Se gli Usa cedono saranno più deboli agli occhi di tutta quella parte del mondo che non li sopporta (quasi 4 miliardi di persone). Pensare che mollino è dunque velleitario.
Per questo ci attendono altra guerra e altri insulti da chi finge di avere la verità in tasca. La piccola Italia, almeno fino alle prossime elezioni (ammesso che ci arriviamo vivi), farà quello che ha sempre fatto: la spettatrice-esecutrice di decisioni prese da altri.
La voce e il pensiero dei cittadini per i populisti delle élite non contano. Alcuni di loro arrivano a sostenere che chiedere agli elettori di pronunciarsi sarebbe come chiedere un referendum sulle tasse o sui trattati internazionali, in entrambe i casi vietati dalla nostra Costituzione. In realtà visto che l’Ucraina non è nostra alleata e non sono scattate le norme previste in caso di guerra dichiarata, i cittadini avrebbero tutto il diritto di far sapere come la pensano. Di scegliere cosa secondo loro è giusto e cosa è sbagliato.

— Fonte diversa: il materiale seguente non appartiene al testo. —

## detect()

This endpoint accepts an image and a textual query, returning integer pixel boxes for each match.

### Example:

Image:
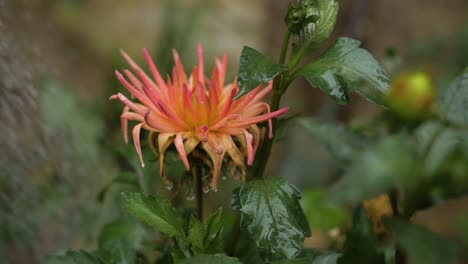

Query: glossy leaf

[204,208,224,254]
[416,122,458,177]
[299,118,370,164]
[272,249,340,264]
[122,192,184,237]
[99,217,145,263]
[298,38,390,105]
[187,208,223,254]
[175,254,241,264]
[330,135,416,202]
[301,190,347,231]
[337,207,385,264]
[440,68,468,125]
[239,177,310,259]
[388,219,460,264]
[235,46,288,99]
[187,215,206,253]
[45,250,105,264]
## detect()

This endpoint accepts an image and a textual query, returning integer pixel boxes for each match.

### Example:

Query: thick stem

[192,165,203,222]
[252,31,291,178]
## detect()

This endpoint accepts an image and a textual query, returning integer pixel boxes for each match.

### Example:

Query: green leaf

[297,38,390,105]
[99,217,145,263]
[122,192,184,237]
[234,46,288,99]
[387,219,460,264]
[45,250,104,264]
[187,215,206,253]
[338,207,386,264]
[187,208,223,254]
[440,68,468,125]
[301,190,347,231]
[299,118,370,164]
[239,177,310,259]
[272,249,340,264]
[175,254,241,264]
[204,208,224,254]
[416,122,458,177]
[330,135,417,202]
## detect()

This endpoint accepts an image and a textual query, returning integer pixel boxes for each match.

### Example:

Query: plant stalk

[192,166,203,222]
[253,31,291,178]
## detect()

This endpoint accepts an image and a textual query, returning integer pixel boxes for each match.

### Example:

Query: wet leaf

[330,135,416,202]
[99,217,145,263]
[388,219,460,264]
[204,208,224,253]
[337,207,385,264]
[295,0,339,50]
[187,215,206,253]
[122,192,184,237]
[175,254,241,264]
[235,46,288,99]
[272,249,340,264]
[301,190,347,231]
[440,68,468,125]
[187,208,223,254]
[239,177,310,259]
[299,118,370,164]
[298,38,390,105]
[45,250,105,264]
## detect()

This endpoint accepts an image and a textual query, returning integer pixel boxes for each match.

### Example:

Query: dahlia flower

[110,46,288,188]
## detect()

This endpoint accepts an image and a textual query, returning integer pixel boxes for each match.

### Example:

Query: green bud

[387,72,435,119]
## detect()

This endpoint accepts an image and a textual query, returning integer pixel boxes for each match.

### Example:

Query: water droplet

[164,182,174,191]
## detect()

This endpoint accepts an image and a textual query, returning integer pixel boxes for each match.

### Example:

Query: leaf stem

[252,30,291,178]
[192,165,203,223]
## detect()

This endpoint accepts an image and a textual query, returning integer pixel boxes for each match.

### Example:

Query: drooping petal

[132,123,145,167]
[174,133,190,171]
[244,129,253,165]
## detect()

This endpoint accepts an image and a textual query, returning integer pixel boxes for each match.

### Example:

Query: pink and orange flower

[110,46,288,188]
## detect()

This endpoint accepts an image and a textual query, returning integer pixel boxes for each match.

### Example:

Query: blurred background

[0,0,468,263]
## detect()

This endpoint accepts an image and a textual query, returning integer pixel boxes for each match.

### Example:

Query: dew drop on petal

[164,182,174,191]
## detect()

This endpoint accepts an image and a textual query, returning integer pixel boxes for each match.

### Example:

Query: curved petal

[132,123,145,167]
[174,133,190,171]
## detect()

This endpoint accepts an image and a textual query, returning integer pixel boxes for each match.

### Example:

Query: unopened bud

[387,72,435,119]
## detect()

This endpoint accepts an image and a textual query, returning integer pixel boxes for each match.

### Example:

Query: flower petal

[132,123,145,167]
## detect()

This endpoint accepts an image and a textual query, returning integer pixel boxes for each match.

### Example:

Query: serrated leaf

[298,38,390,105]
[337,207,385,264]
[301,190,347,231]
[299,118,370,164]
[99,217,145,263]
[122,192,184,237]
[204,208,223,253]
[301,0,339,49]
[440,68,468,125]
[187,215,206,252]
[239,177,310,259]
[272,249,340,264]
[388,219,460,264]
[45,250,104,264]
[234,46,288,99]
[330,135,417,202]
[175,254,241,264]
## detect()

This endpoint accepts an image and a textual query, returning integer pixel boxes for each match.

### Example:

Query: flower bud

[387,72,435,119]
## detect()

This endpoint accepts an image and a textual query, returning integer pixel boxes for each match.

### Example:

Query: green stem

[252,31,291,178]
[192,166,203,222]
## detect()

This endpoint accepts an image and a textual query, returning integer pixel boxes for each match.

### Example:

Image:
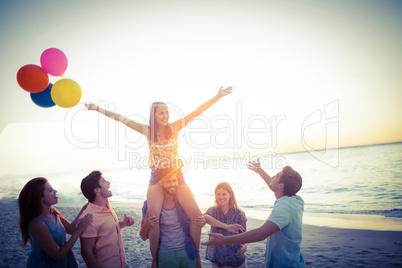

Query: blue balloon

[31,83,55,108]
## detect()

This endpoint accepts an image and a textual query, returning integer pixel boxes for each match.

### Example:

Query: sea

[0,142,402,220]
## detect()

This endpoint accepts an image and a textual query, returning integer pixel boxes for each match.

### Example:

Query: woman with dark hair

[18,177,92,268]
[86,87,232,267]
[204,182,247,268]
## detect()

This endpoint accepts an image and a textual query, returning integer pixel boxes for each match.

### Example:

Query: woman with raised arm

[18,177,92,268]
[86,87,232,267]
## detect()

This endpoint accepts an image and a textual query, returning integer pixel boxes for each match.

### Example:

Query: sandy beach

[0,200,402,267]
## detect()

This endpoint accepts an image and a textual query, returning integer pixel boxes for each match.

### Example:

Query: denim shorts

[158,249,197,268]
[149,169,186,186]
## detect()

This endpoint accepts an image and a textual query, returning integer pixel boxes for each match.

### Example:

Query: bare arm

[173,87,233,132]
[30,214,92,261]
[201,221,279,247]
[85,103,149,139]
[247,159,272,186]
[80,237,99,268]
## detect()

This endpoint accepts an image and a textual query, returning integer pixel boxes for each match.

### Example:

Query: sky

[0,0,402,176]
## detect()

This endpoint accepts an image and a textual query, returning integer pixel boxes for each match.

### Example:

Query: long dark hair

[18,177,60,246]
[149,102,173,144]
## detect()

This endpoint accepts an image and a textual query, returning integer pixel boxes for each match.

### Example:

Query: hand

[81,202,89,211]
[225,224,244,234]
[76,214,92,234]
[141,216,159,230]
[191,216,207,228]
[201,233,225,248]
[85,103,99,111]
[218,86,233,98]
[247,158,262,173]
[122,214,134,227]
[236,244,247,257]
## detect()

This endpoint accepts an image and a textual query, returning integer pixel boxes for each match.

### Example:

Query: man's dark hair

[279,166,302,196]
[81,170,102,202]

Perché è questa la principale differenza tra le democrazie e le autocrazie, a partire da quelle di stampo putiniano. Qui la gente ha il diritto, o meglio dovrebbe avere il diritto, di dire quello che pensa senza venire controllata, perseguita o semplicemente insultata dall’establishment. I media anche stranieri e persino di regimi a noi ostili devono, o meglio dovrebbero, non essere censurati dal potere politico, ma come tutti gli altri sanzionati (anche con la chiusura) solo da enti terzi super partes rispetto a chi è protempore al potere. Ogni opinione, persino quelle ripugnanti di chi sta con gli aggressori, hanno in democrazia il diritto di esistere venendo criticate, ma non annullate.
Altrimenti tanto vale arrendersi e dire che Putin ha davvero già vinto. Non un pezzo di terra, ma peggio ancora il cuore della nostra civiltà.